After letting the glue set overnight, I rough-cut the headstock shape with a bandsaw and arrived at the final shape with a combination of rasps, files and sanding blocks.
After sanding everything flush, the grain pattern on the new maple patch shifted ever so slightly, so I used a few color pencils to connect the lines. Maple grain patterns usually have plenty of irregularities, so a few jagged lines here and there seem to come out looking pretty natural.
As you can see, the new maple patch hasn’t had 40+ years to oxidize and naturally darken, so I taped off the rest of the headstock and mixed and sprayed a brown-tinted lacquer to match the two pieces of wood.

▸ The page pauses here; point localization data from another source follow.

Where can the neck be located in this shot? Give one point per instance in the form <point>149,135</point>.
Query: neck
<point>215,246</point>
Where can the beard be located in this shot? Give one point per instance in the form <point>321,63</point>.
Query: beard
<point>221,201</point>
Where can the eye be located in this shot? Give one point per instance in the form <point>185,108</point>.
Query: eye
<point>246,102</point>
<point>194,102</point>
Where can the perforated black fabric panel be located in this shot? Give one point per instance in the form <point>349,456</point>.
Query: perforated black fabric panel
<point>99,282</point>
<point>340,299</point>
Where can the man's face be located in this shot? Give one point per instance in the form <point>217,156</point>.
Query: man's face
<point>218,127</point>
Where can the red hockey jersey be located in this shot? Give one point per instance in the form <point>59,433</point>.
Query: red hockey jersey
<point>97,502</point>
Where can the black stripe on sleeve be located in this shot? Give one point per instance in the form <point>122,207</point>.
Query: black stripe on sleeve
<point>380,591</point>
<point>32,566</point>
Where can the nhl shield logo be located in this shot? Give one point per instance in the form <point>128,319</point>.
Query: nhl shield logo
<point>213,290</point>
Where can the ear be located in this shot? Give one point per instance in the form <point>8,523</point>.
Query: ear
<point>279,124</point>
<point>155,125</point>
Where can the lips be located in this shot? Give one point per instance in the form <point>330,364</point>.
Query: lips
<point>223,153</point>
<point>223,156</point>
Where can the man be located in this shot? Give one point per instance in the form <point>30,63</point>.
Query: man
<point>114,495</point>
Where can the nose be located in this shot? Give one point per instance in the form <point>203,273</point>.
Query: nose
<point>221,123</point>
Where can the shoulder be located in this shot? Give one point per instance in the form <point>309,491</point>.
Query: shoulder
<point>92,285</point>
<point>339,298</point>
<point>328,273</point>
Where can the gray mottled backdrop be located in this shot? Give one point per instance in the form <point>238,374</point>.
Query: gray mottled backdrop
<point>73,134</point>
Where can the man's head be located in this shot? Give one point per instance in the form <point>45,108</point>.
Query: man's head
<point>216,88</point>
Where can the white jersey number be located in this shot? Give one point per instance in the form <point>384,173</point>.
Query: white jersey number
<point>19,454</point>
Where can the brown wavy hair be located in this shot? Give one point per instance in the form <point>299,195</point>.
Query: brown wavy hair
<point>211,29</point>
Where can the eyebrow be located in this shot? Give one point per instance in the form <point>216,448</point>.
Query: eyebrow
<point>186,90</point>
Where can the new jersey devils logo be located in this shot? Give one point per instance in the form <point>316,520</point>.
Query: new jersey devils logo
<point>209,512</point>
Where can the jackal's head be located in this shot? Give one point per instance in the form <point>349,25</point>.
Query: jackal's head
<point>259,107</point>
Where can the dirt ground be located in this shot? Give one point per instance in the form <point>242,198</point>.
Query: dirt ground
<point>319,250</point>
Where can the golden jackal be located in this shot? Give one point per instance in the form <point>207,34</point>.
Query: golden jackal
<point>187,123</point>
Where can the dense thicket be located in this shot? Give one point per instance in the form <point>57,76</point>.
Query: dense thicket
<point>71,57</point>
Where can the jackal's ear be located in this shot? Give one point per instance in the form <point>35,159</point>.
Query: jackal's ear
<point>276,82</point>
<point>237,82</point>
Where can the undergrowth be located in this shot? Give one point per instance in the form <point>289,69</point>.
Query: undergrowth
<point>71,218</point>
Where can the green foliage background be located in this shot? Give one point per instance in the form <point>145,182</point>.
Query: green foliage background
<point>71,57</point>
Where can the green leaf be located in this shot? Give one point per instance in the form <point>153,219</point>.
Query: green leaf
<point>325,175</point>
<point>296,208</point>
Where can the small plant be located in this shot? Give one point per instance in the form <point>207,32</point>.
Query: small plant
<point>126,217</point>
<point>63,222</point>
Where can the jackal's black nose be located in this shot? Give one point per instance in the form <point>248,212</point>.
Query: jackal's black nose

Once the two pieces of wood matched to my eye, I mixed a yellow-tinted lacquer to match the natural aging of the surrounding clear finish. I also used this color for the base coat on the fretboard surface.
Happy with the color coat, I removed the original paint from the face of the headstock, sanded everything flush, and prepped it for the new paint.
The first phase of any metallic paint application is a white vinyl sanding sealer. This fills in the 320 grit sanding scratches and provides a uniform primer coat over the substrate for the metallic base coat.
Once the sealer coat is cured, the metallic base coat can be applied. It usually takes 2-3 coats to achieve full coverage.
Once I applied the metallic base coat I began the relicing process. I went through with an X-Acto knife and chipped out the corners where there was existing damage to the headstock. One can do this after the clear coat is down, but I like to start it at this stage so I don’t have to chip out as much finish at the end. I find this way to be more controllable, but there are no hard and fast rules to this stuff. It’s a bit of an art and experimentation is key. We wanted it to look only moderately beat up, and it came out pretty awesome, we think:
Happy with the color matching, I took the neck back into the spray booth and started building clear coats.
After building up enough of a clear lacquer bed to safely level and polish, I prepared the waterslide decal that would have been used by Fender on matching headstocks. (Legally, we can’t and won’t buy counterfeit logos, but if one is brought to us by a customer we’ll put it on.)
After very carefully applying the waterslide decal, I started building the second round of clear coats. Always “dust” the first few coats of lacquer onto the waterslide or you risk melting the celluloid to the point of eating holes into it. I’ve definitely had an object lesson in this in the past…
The next phase in the finish work is my least favorite part, and the biggest reason why finish work tends to be so expensive: wet sanding…
Once the finish work was finally complete, I installed the new frets. To match the 1960s era Fender OEM spec fret wire I used Jescar .043″x.080″ nickel/silver wire. We almost always use Jescar wire at the shop. It’s good stuff.
With the fret ends bevelled and polished it was just a matter of installing the hardware and putting the finishing touches on the relic work.
The final relicing phase was to add some “checking” to the lacquer. Checking refers to the cracks that occur in the lacquer over time as a result of gradual chemical off-gassing, as well as stress from the wood expanding and contracting underneath the finish during temperature and humidity fluctuations.
To simulate this effect, I put the neck into a deep freezer and took it out, letting it warm up to room temperature a number of times in 20 minute intervals with all of the hardware installed. Turned out great!
After the final distressing stages were done, I made a bone nut from scratch, strung the neck up to pitch and leveled the frets in the Plek.